I smiled. “I’m always up for new things. I’d watch one with you.”
“Yeah?” she asked surprised.
“Yeah, why’s that surprise you so much?”
“Um, they’re not exactly car chases and explosions,” she said blushing.
“What are they?” I asked. “Romance movies?”
She blushed and stammered, “Yeah.”
I nodded. “Consider me forewarned.
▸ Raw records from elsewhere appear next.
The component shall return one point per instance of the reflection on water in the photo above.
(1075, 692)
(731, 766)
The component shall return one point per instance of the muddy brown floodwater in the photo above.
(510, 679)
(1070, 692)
I’d still do it.”
“Okay,” she said and looked unconvinced and I suppressed a laugh and asked, “What you don’t believe me?”
“Make you a deal, if you hate it, at anytime, you can tell me to turn it off and I will.”
“Sounds good,” I agreed and wondered, again, what kind of fucksticks she’d been hangin’ with that she felt like she had to both apologize and hide and make all these deals and shit with me over the things that she liked. I mean, I wanted to know – it’s why I asked her. I just didn’t think it was a good time to go over that particular subject yet. I just got the vibe that it was still a little too early for that.
She was starting to open up and I didn’t want to ruin what was clearly a good mood for her. I had to imagine that she hadn’t had a feel-good time or day in a minute.